O twist saía fino, sem sequer alguma letra daquele alfabeto imperceptível, não compreenderia modo algum senão ouvi-la tocar o que completamente desconhecia, mas eram sensações, palimpsestos nos quais não possuímos conteúdos de memória precisa.

Iracema dava gargalhadas após o quinto copo então se beijavam, a madrugada se expandia até os limites do horto, na Mundurucus, 2144, a sala continha um abajur trifásico, três bocas de luz amarela, sábado era sintomático, para mim sintonizava harmonia, blues e ópio, twist e uísque, rock e gelo, a pedra de uma cidade entorpecida, os dejetos de um modismo já decadente, art décor desfalecido, a imitação constante da província

A rua recém asfaltada havia mudado de lugar, ou de ordem, a via antes expressava sua mão direita invertia o fluxo, o influxo onde os jeeps e gordinis modificariam seus hábitos, agora os enxergava, podia ver os chauffers exibindo seus bigodes densos de pais de família abastados, além do asfalto, a rua negra enfeitava-se de pratos suspensos nos postes de ferro, havia um charme de cidade adolescendo, Belém era sequer uma franquia, mas havia toques sutis de afrancesamento herdados da belle époque.

Mas que pode doer mais, além do passado?
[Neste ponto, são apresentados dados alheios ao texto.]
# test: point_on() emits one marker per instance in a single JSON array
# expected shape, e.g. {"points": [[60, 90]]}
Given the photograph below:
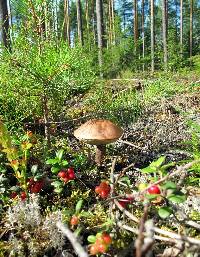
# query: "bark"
{"points": [[113, 20], [79, 22], [143, 36], [93, 21], [135, 23], [164, 25], [152, 36], [4, 24], [99, 14], [191, 28], [181, 27], [66, 22]]}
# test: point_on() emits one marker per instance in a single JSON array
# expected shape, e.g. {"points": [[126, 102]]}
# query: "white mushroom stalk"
{"points": [[99, 133]]}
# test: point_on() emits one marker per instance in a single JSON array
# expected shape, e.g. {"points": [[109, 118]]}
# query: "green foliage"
{"points": [[29, 74]]}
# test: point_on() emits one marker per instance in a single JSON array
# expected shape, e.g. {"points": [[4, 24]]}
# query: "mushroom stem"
{"points": [[100, 153]]}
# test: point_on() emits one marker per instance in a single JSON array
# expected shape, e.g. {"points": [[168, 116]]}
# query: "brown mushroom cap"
{"points": [[98, 132]]}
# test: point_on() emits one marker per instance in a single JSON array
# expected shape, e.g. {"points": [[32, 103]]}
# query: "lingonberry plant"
{"points": [[103, 189], [99, 243]]}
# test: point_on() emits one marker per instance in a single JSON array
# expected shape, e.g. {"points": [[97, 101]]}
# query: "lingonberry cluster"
{"points": [[103, 189], [125, 201], [67, 174], [103, 241], [35, 186], [74, 220]]}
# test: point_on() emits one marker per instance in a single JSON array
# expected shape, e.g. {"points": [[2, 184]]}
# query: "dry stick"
{"points": [[131, 144], [158, 230], [123, 172], [112, 180], [140, 239], [73, 240], [136, 231]]}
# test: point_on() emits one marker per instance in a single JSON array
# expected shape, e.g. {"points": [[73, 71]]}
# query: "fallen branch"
{"points": [[73, 240]]}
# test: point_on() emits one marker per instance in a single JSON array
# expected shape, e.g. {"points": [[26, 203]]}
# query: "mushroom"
{"points": [[99, 133]]}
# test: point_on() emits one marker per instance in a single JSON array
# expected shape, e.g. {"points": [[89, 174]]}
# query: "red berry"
{"points": [[102, 248], [104, 185], [70, 170], [66, 179], [123, 203], [98, 189], [23, 196], [62, 174], [74, 220], [106, 238], [154, 190], [94, 249], [71, 176], [104, 193], [13, 195]]}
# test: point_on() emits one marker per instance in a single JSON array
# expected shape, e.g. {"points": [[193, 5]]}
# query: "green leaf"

Era imitar o estrangeiro, a floresta vestida de anjo burguês, a reinstalação da rede elétrica, a modernização das construções, bangalôs, prédios com azulejos, cozinhas de TV, abajures incolores, laquê nos cabelos...

E Iracema no sofá recebendo os beijos de Piol com sotaque italiano e seu bigode afilado, penteado, impecável, chapéu panamá, terno de linho, vaselina nos cabelos.

Íamos dormir e Piol continuava beijando Iracema passando as mãos em suas coxas grossas, depois se deitavam nos tapetes, tiravam a roupa e faziam vazar todas as palavras de amor que podiam, embaixo da última luz do pequeno abajur sombrio num final de sala numa mesinha triangular onde uma grande eletrola tocava para a noite que havia acabado, onde o charme eram as noites de sábado, e esse era o sabor, de azeitonas e queijos no prato azul de porcelana inglesa, herança de avós, porque a casa era uma espécie de sebo chinês, herança de antepassados.

As flores brancas renasciam nos vasos, dia a pós dia em que minha mãe retirava as merdas das moscas, os bibelôs (as andorinhas nas paredes, pareciam cegas porque tinham o corpo inteiro de louça e os olhares de pedra, pintados com um negro fosco), um pequeno paredão envernizado de tábua corrida, metade tijolo, metade madeira, a casa não parecia de verdade, formava um corpo de um centauro.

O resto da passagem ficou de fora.